Location Quotient vs. Industrial Specialization
The terms "location quotient" and "industrial specialization" are closely related but not interchangeable. A location quotient is a measure or statistical tool used to quantify industrial specialization. Industrial specialization, on the other hand, is the economic phenomenon itself, referring to the degree to which a region's economy is focused on a particular industry or set of industries.
Feature | Location Quotient | Industrial Specialization |
---|---|---|
Nature | A quantitative ratio or economic indicator. | A qualitative and quantitative characteristic of an economy. |
Purpose | To measure the relative concentration of an industry. | To describe an economy's focus on certain sectors. |
Result | A numerical value (e.g., 1.5, 0.8). | The state of having a disproportionate focus on an industry. |
Relationship | An LQ value greater than 1 indicates a region's industrial specialization. | The phenomenon that an LQ helps identify and quantify. |
In essence, a high location quotient serves as evidence of industrial specialization within a region.
FAQs
What does a location quotient tell me?
A location quotient tells you how concentrated an industry or occupation is in a specific area compared to the national average. If the number is greater than 1, the area has a higher concentration and is considered specialized in that sector.7, 8
Why is location quotient important for economic development?

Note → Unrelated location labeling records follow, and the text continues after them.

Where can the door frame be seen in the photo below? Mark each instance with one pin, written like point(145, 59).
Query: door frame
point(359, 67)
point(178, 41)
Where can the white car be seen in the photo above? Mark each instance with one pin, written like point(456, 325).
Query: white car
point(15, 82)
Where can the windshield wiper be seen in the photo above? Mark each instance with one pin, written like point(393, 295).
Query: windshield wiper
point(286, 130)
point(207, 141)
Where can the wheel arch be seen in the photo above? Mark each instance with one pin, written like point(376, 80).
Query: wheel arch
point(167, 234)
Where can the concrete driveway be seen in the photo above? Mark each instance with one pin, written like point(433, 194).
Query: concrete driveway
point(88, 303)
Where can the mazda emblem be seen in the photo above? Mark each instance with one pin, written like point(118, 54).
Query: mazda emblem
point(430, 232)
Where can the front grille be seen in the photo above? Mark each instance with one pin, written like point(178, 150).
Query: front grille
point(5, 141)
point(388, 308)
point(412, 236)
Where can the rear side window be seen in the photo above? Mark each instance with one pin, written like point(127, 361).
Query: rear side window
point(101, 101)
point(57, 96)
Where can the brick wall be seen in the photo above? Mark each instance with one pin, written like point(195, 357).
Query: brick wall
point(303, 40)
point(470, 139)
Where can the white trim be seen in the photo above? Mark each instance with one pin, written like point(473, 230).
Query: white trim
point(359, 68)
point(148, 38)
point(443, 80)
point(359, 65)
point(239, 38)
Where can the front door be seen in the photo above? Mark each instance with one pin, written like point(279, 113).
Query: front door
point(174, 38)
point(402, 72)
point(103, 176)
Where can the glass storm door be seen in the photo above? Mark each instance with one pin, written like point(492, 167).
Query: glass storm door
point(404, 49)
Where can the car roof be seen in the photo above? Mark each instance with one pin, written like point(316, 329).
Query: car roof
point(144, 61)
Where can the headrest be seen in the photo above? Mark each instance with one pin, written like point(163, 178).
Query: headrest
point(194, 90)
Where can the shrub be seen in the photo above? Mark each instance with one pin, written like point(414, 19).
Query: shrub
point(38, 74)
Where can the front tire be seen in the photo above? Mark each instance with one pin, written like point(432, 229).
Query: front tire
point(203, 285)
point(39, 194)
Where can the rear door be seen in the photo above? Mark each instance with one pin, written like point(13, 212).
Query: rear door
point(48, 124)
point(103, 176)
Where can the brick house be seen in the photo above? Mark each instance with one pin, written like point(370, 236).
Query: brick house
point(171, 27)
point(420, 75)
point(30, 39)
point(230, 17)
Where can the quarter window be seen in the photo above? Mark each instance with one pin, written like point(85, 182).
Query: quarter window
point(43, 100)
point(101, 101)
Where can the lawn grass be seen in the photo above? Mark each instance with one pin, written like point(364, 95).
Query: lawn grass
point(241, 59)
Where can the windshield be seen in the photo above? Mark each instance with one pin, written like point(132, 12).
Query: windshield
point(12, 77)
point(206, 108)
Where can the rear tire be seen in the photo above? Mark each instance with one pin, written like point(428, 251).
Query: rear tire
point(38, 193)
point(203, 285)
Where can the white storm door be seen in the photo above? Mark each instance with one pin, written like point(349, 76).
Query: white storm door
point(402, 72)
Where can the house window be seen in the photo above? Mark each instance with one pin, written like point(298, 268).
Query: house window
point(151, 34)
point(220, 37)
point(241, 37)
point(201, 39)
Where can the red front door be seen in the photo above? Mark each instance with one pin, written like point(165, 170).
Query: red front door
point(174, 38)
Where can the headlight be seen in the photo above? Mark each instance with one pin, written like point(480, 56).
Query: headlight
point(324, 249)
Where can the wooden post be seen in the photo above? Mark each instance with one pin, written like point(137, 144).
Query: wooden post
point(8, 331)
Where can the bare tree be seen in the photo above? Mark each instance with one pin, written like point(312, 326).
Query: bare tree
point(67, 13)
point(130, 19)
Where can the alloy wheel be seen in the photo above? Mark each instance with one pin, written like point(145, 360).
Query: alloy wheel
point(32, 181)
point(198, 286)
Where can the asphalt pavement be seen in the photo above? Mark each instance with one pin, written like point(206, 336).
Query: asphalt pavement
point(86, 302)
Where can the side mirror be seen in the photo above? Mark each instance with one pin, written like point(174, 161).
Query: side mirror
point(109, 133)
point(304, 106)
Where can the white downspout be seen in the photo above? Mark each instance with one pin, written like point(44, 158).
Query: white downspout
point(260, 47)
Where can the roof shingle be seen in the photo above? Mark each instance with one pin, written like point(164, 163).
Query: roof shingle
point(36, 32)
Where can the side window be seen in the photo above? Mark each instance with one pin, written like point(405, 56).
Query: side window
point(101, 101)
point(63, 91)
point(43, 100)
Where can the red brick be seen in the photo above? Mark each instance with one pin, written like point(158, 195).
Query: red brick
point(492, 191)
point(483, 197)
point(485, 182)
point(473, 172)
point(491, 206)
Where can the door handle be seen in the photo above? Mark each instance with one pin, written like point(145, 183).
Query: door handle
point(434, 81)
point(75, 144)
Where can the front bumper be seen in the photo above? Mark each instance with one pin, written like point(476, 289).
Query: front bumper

The location quotient is important for economic development because it helps policymakers and planners identify a region's unique economic strengths and "export" industries. This understanding allows them to focus resources, attract businesses, and tailor workforce development programs to maximize regional economic growth.5, 6
Can location quotients be calculated for anything other than employment?
Yes, while employment is the most common variable, location quotients can also be calculated using other economic statistics such as earnings, wages, or gross domestic product (GDP) for a particular industry or sector.4 The methodology remains the same: comparing a local share to a national share.
What are the main limitations of using a location quotient?
Main limitations include its reliance on assumptions about production and consumption similarities between regions and the nation, its sensitivity to small changes in very small regions, and its nature as an indicator rather than a causal explanation. It's a useful tool but should be part of a broader data analysis effort.2, 3
How is location quotient different from market share?
Location quotient measures the relative concentration of an industry or occupation within a region's economy compared to a larger economy.1 Market share, on the other hand, typically refers to the percentage of total sales or revenue that a specific company or product holds within its defined market. While both involve proportions, location quotient focuses on regional economic structure, whereas market share focuses on competitive standing within a commercial market.